Sir Arthur Quiller-Couch, editing the Oxford Book of English Prose discovered a new vein of literature. Law books, undeniably rich in legal learning, contained - rather surprisingly, he found - a sizeable body of good writing. But the recovery of these literary gems from their legal environment was a formidable task, and only three judges found their way into his anthology.
In his previous book The Law as Literature Louis Blom-Cooper gave equal say to lawyer and non-lawyer. Now he and his collaborator have collected a whole volume devoted exclusively to the writings of lawyers.
They have burrowed deep into the great mass of law reports and legal books, and have come up with a rich and illuminating collection of legal literature. Bowen and Macnaghten - two of the three judges in 'Q's' anthology - are represented here; so are other judicial giants through the ages - Bacon, Stowell, Stephen, Holmes, Atkin and. Frankfurter.

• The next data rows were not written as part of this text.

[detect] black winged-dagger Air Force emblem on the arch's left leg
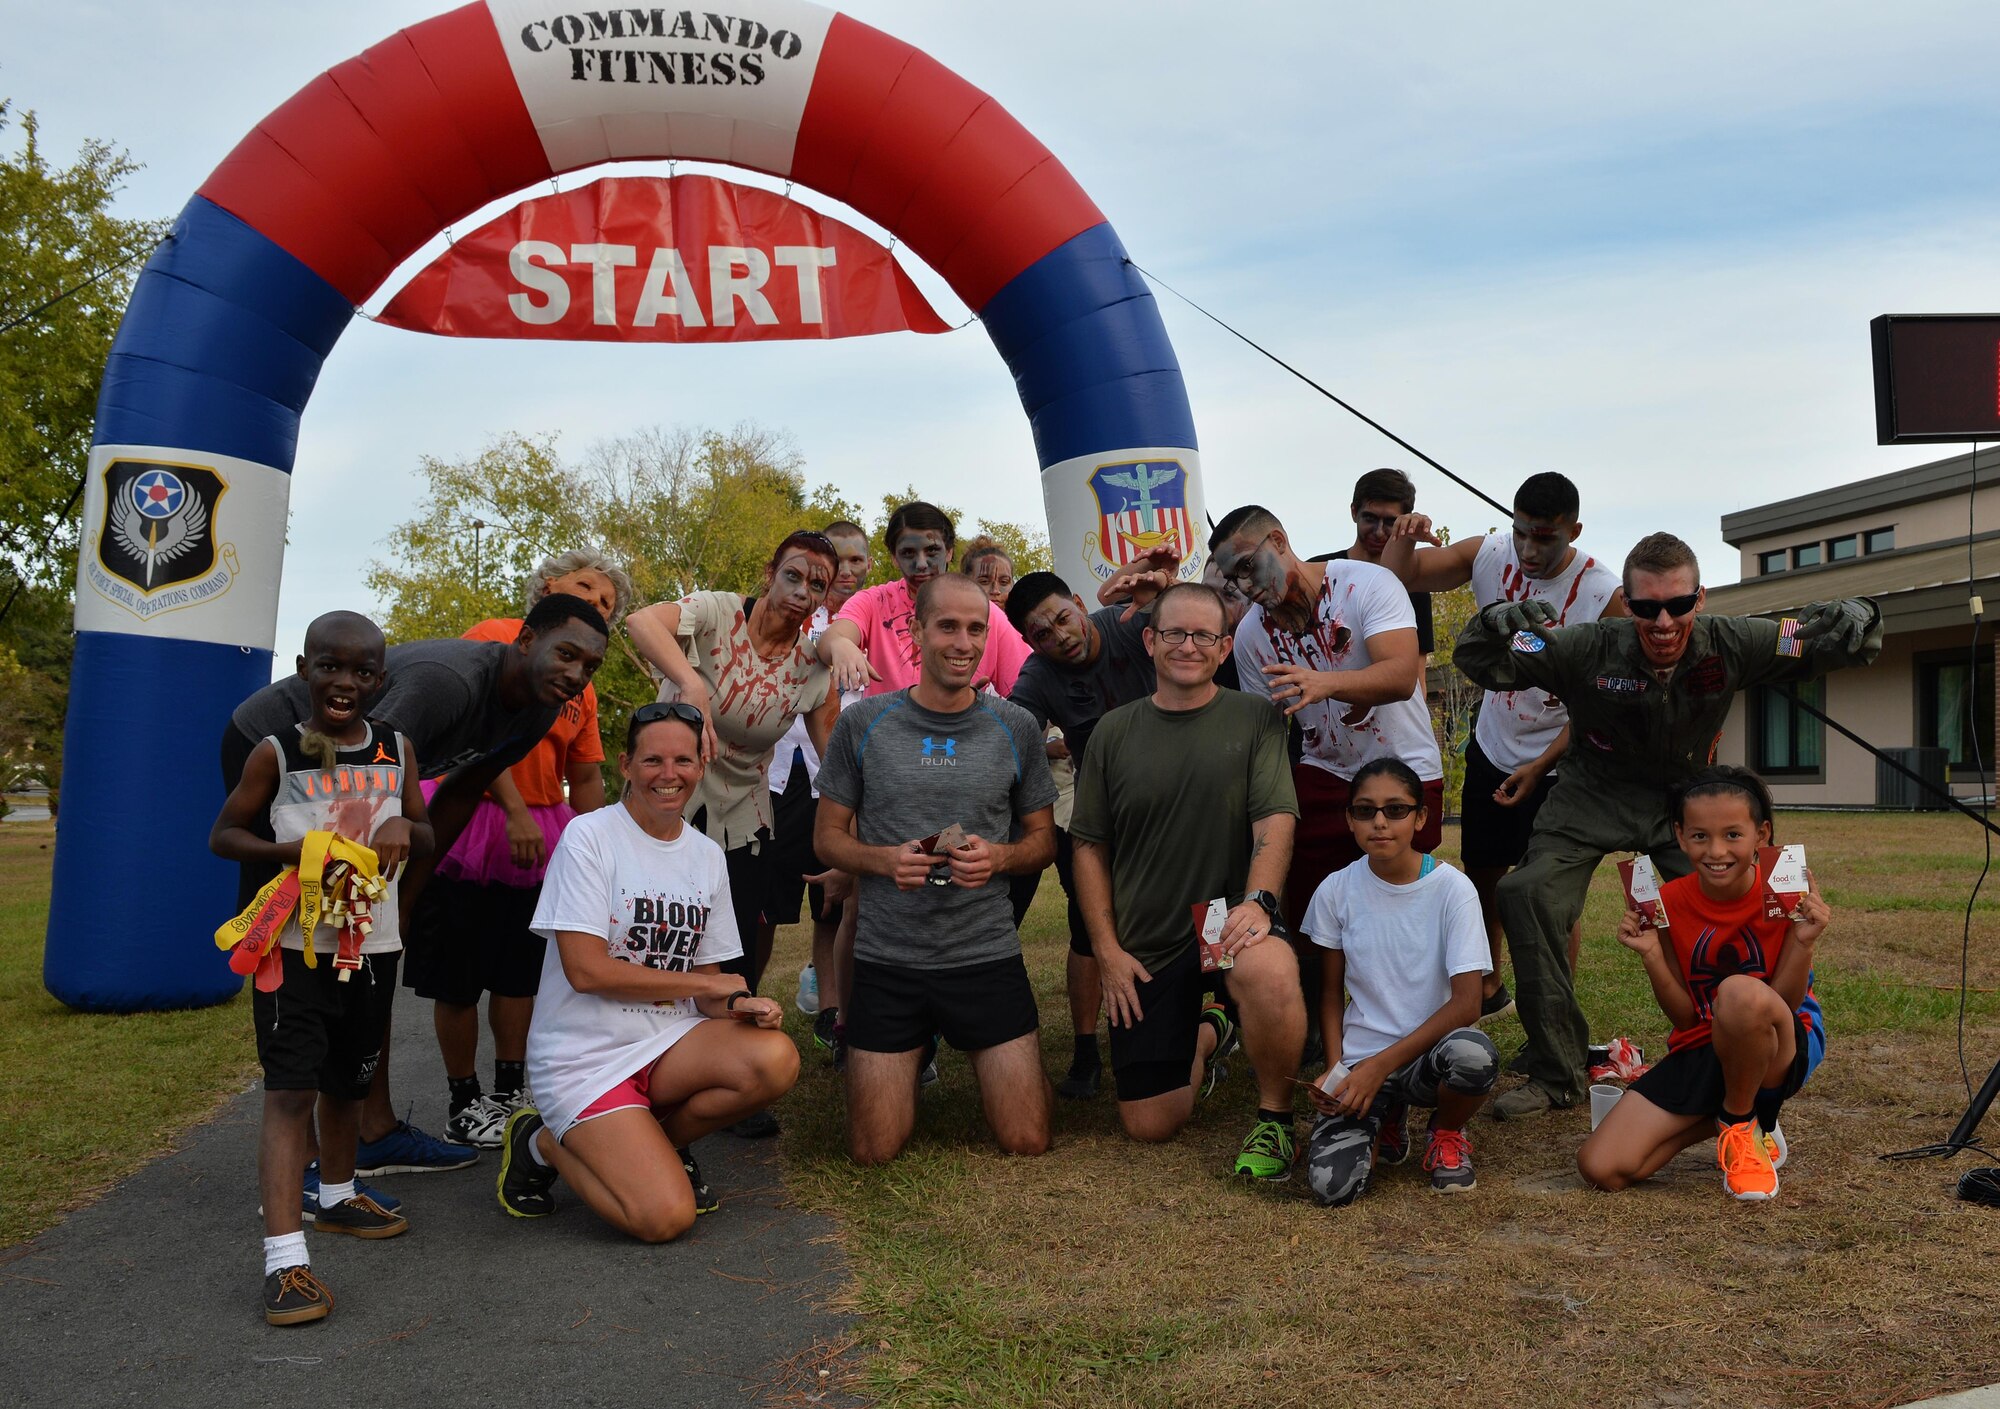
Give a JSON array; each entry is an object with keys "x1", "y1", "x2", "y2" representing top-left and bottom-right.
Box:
[{"x1": 86, "y1": 460, "x2": 238, "y2": 620}]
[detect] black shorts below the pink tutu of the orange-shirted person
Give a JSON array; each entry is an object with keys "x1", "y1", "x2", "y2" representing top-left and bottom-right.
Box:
[{"x1": 402, "y1": 875, "x2": 548, "y2": 1007}]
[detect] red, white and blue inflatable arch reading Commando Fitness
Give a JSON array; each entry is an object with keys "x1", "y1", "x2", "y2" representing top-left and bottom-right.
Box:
[{"x1": 44, "y1": 0, "x2": 1204, "y2": 1011}]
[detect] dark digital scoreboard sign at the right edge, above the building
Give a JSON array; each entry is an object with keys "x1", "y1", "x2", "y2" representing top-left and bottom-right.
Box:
[{"x1": 1868, "y1": 312, "x2": 2000, "y2": 444}]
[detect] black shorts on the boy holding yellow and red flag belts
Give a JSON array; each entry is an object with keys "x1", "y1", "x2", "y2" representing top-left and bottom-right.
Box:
[{"x1": 250, "y1": 945, "x2": 402, "y2": 1101}]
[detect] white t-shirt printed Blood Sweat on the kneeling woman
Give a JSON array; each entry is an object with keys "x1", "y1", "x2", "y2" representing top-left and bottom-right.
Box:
[{"x1": 528, "y1": 803, "x2": 744, "y2": 1139}]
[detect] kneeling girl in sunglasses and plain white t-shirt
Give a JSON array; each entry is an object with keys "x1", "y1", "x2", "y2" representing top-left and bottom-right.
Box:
[{"x1": 1300, "y1": 759, "x2": 1500, "y2": 1207}]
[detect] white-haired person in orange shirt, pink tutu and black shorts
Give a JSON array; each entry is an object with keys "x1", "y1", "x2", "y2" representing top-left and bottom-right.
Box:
[{"x1": 404, "y1": 548, "x2": 632, "y2": 1149}]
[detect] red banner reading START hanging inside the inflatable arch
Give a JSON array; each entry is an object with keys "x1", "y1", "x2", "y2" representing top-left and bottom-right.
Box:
[{"x1": 376, "y1": 176, "x2": 950, "y2": 342}]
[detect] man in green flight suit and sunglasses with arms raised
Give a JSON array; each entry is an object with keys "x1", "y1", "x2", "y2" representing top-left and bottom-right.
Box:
[{"x1": 1452, "y1": 532, "x2": 1882, "y2": 1121}]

Here is an impressive array of testimony that the spirit of literature lives even in the dusty corners of the law. Here are those who practise the law, and those who preach it; those who make it, and those who break it. Here too are the great issues of human rights and fundamental freedoms, elegantly - at times indignantly - argued.

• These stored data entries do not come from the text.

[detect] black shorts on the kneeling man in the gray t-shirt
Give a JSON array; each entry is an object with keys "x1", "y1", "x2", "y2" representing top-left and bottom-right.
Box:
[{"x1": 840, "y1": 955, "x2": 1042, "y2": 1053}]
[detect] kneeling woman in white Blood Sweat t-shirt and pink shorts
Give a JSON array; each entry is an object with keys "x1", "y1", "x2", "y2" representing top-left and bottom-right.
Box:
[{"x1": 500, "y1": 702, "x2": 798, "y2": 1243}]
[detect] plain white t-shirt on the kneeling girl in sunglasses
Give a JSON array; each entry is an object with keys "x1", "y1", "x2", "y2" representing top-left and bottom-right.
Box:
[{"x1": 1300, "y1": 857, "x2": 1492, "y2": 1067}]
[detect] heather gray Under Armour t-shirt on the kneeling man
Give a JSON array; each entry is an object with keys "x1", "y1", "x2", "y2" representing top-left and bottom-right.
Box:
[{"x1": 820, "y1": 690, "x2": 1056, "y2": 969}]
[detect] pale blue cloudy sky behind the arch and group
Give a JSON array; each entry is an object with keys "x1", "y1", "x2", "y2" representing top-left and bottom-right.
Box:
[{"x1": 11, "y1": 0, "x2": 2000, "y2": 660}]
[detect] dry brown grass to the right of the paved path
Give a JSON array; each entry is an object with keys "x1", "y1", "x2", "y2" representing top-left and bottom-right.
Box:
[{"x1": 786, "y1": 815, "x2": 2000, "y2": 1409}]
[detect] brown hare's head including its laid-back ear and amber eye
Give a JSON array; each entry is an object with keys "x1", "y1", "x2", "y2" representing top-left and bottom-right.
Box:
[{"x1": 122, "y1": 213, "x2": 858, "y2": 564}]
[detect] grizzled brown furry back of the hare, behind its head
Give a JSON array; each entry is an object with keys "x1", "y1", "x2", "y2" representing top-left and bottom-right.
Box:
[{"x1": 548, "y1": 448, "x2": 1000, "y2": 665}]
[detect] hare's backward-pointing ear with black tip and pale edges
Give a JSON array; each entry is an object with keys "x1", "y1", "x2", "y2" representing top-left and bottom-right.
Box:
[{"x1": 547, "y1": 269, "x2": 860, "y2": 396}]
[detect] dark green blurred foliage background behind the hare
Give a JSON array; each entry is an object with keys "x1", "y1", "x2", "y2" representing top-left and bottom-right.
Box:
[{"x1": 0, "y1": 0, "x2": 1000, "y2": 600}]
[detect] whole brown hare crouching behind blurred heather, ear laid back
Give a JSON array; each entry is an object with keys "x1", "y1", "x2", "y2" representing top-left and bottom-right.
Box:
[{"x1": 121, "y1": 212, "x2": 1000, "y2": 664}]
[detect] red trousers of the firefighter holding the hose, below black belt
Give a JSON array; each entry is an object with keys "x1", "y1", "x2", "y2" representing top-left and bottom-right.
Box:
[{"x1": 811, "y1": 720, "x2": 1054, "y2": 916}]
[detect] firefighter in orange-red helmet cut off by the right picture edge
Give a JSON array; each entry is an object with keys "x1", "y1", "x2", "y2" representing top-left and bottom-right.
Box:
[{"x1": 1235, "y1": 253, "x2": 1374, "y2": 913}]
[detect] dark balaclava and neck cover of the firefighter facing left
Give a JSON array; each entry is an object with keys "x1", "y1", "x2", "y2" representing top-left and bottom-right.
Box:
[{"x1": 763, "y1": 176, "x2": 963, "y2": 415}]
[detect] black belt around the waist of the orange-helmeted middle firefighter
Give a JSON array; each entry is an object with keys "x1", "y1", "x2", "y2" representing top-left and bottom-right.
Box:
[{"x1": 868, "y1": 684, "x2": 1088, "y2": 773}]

Then there are less important but more dramatic cases where judges discourse felicitously about the oddities of human behaviour which enliven the legal stage. Witnesses to the pervasive influence of English law includes judges in Scotland, Ireland, the United States, Australia, New Zealand, Canada, Israel and South Africa - all beneficiaries, to a greater or lesser extent, of our lady the Common Law.